In this notebook I will apply some basic content based and collaborative filtering methods. The goal is to mimic some of the Netflix recommender algorithms described in [1]. The Neo4j sandbox project "Recommendation" shows handy examples of how content based as well as collaborativ filtering can be applyed on to the MovieLens dataset [2].

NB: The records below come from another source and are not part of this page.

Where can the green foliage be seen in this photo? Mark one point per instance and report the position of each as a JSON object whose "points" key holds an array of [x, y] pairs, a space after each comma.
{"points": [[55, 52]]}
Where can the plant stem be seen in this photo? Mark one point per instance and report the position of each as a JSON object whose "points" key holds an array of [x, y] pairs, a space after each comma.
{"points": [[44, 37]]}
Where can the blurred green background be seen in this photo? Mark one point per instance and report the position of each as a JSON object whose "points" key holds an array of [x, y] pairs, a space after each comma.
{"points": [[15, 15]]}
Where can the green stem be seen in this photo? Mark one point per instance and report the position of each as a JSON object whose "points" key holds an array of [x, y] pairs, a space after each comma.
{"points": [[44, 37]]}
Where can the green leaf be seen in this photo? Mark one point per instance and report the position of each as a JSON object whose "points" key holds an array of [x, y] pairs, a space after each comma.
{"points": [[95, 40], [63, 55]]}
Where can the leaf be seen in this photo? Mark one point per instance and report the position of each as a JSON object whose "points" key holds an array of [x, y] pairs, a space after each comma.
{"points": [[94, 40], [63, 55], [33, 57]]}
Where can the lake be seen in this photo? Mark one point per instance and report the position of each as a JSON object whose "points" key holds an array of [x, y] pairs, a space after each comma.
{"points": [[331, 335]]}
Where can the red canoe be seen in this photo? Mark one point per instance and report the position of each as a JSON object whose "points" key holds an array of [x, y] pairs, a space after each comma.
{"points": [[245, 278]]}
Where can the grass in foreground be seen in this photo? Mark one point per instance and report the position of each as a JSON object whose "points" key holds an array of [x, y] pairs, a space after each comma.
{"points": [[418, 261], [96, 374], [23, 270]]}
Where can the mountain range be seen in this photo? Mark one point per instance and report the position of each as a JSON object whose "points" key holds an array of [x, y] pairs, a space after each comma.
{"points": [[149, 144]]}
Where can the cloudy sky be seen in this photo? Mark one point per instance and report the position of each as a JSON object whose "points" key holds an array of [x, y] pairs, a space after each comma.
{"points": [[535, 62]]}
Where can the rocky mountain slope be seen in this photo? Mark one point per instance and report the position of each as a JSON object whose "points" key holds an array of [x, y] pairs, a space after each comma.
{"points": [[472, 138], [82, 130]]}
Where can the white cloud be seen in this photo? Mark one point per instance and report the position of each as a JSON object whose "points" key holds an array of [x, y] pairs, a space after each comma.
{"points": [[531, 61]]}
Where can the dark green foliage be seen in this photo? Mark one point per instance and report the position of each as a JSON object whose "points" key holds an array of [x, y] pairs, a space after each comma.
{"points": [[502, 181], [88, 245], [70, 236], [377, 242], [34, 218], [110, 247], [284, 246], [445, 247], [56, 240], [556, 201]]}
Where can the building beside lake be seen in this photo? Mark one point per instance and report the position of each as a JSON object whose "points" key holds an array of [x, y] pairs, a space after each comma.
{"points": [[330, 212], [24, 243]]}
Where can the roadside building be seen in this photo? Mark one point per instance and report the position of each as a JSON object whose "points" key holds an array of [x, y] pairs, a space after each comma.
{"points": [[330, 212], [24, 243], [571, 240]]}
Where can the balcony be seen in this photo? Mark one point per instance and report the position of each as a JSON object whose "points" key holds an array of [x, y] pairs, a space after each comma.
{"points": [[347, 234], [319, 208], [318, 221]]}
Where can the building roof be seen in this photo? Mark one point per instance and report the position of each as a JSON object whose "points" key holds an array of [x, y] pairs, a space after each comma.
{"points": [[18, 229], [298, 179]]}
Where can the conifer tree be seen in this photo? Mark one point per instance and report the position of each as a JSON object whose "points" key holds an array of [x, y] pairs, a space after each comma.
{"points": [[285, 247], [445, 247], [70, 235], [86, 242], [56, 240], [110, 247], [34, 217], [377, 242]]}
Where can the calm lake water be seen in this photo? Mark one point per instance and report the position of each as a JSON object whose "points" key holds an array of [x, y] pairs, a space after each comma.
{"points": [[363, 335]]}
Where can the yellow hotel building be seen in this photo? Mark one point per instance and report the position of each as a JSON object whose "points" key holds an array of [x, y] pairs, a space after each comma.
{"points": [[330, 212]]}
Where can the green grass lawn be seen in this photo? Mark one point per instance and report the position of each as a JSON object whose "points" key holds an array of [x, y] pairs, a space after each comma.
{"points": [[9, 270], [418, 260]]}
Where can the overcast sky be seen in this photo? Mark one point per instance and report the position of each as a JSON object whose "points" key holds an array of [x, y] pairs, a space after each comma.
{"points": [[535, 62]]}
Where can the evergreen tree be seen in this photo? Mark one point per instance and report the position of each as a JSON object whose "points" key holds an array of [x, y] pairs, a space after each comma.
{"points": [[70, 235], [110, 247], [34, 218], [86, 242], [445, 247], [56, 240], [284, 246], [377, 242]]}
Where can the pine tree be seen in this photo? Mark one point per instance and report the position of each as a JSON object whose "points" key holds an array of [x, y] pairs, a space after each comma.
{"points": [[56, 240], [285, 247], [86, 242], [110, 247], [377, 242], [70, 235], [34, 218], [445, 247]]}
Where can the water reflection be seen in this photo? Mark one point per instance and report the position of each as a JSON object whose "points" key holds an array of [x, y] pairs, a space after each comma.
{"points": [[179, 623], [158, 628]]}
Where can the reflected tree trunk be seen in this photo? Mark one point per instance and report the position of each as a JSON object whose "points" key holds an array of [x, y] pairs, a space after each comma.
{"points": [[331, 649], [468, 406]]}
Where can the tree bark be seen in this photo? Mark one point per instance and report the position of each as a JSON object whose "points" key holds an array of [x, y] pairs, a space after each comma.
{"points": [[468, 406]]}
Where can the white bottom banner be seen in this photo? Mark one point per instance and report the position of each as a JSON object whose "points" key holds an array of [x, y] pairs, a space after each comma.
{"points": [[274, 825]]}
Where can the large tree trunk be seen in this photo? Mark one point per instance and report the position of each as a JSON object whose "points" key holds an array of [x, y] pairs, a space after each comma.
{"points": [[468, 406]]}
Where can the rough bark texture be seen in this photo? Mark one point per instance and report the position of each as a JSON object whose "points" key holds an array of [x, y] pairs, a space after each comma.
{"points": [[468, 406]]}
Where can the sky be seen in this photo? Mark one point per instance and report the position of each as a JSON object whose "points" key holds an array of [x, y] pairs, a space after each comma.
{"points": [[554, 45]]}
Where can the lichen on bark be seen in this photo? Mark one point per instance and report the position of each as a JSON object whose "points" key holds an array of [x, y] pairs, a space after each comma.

The netflix recommendation system consists of multiple algorithms. Each is designed to serve a dedicated use casse. All algorithms together create the netflix expierence according to [1]. The collection of netflix recommender algorithms consists mainly of:
- Personalized Video Ranger: PVR
- Top-N Video Ranker
- Trending Now
- Contiunue Watching
- Video-Video Similarity
- Page Generation: Row Selection and Ranking
- Search algorithms

In this notebook we are focusing on the PVR, Top-N Ranker as well as Trending Now.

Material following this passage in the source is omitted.